Adasa my love
I swear by the moon and the stars in the sky, I will be there, I swear like the shadow that's by your side, I will be there, for better or worse not even death will do as a part, I will love you with every bit of my heart, I will give you everything I can, I will build your dreams within these two hands, we will make memories of our own and when just the two of us are there, you won't have to ask if I still care course one, it's like a dream come true, two, I just wanna be with you, three, I plan to see that you are the only one for me, four, making my steps: one, two three, five, making you fall in love with me and if ever I believe that my world is done then I will start back at one coz my love for you my dearest Adasa is unconditional. Those were my pledge to Adasa as we exchanged vows at the aisle that beautiful day.
People say that love is like a drug but I say no to that course if love was a drug then I wasn't addicted to it, I was only a victim of circumstances and if loving Adasa was wrong, then I never wanted to be right in this crazy world-course I had found love for myself, a girl who was beautiful and sweet, she was so strong than anyone I knew, she shared not only my dream and hope that someday I will share her home but to carry love and to carry children of our own. I surely don't seem to find the appropriate words to explain how fancy and how good looking we were on that memorable day but what I can say is you can't fight with the matters of the heart, once you were meant to be, then nothing in this world can stop it from happening. It's like when Jesus says yes nobody can say no... that kind of stuff. Well, we had our special moment's which never seemed to last, we traveled around the world with my soul mate, until the unexpected happened after nine good months of pregnancy.
Adasa started suffering from an unknown illness, she began losing weight, turning pale, losing hair, and vomiting just when I was about to think of the worse I took her to the hospital for a check up's only to find out that she had chronic Anemia also known as blood cancer. What the fuck!!! I thought to myself, was I cursed, or did I do anything to offend my ancestors. Just when I had thought my life was back on track, now this, Lord surely, am I the only one you see, I stood there confused wondering why I was even born in the first place, was I born to suffer the Lucky Dube's way.
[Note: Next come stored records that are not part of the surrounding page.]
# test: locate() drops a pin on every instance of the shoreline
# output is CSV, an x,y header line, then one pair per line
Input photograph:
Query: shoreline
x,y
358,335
It has been two weeks now at the hospital, no changes had occurred, she continuously deteriorated as days went by, the doctor came by in the morning and he had informed me that time was running out and I had to choose between the fate of that of my kid and her mother, he had said my daughter's chances of living were much higher than that of her momma. I was given a sign sheet for the operation to take place and I had no one to blame if anything had happened during that operation, which was to take place at noontime. Noon came just when they were about to drive her out of the intensive unit care to the theater, Adasa asked for a moment with me. I sat there holding onto her hands praying to God that this was not the last moment with her as sting tears rolled down my emaciated cheeks living me as week as a freak.
"That was a foolish thing as a man to do and things I used to hear that men were strong, I know the pain that is putting you through but you have to be strong for our little girl, I want you to name her Silvia and take good care of her, I promise to be there with you always, guiding you from the land above. OH Lord, if I could turn back time at once, if I could pick on God and persuade then I would make it up for you. My love enough now, no more crying it's a brand-new day, I will like to put a smile on your face every day, my love grows up now, it's not too late. Late Adasa be the source of your pride and laughter each and every day this is my gift to you my love stay strong, do not and I mean it, do not give up on your daughter because of me" those were Adasa's words to me that fateful day.
A few hours from then the doctor came and inform me "Mr. Gift congratulation you have a beautiful bouncing baby girl but I want you to be strong, course I have got bad news for you, your wife didn't make it but her last words to us were that she loved you both. I walked down the theater, seeing my wife's lifeless body on top of the bed sucked every bit of life that was on me, it drained every bit of me, I held her body tightly against me as I moaned uncontrollably ... like why? Why? Why? Adasa did you do this to us, it's unfair, I want to die. The doctors came in, trying to comfort me, by telling me I had to be strong for my daughter. The nurse came holding my beautiful cutie little daughter in her hands as she wailed with a loud-soft voice as if she had known what had happened to her mum.
Her wails I could hear from a far distance momma ...momma...momma, Lord, take me instead, I have no breast to feed my daughter, why are you punishing this innocent soul. My mum came in to comfort his son as she held her granddaughter. Son, am here for you, you should be happy that the Lord spared your daughter, the doctor says it wasn't an easy operation to stay strong son, stay strong. I managed to look at my daughter as I held her and comforted her not to cry. "it's going to be okay daughter, we have got each other to care for, don't cry little one, daddy is here for you. It had now dawned on me that my love life was now over forever, it was now, I and my daughter against the world.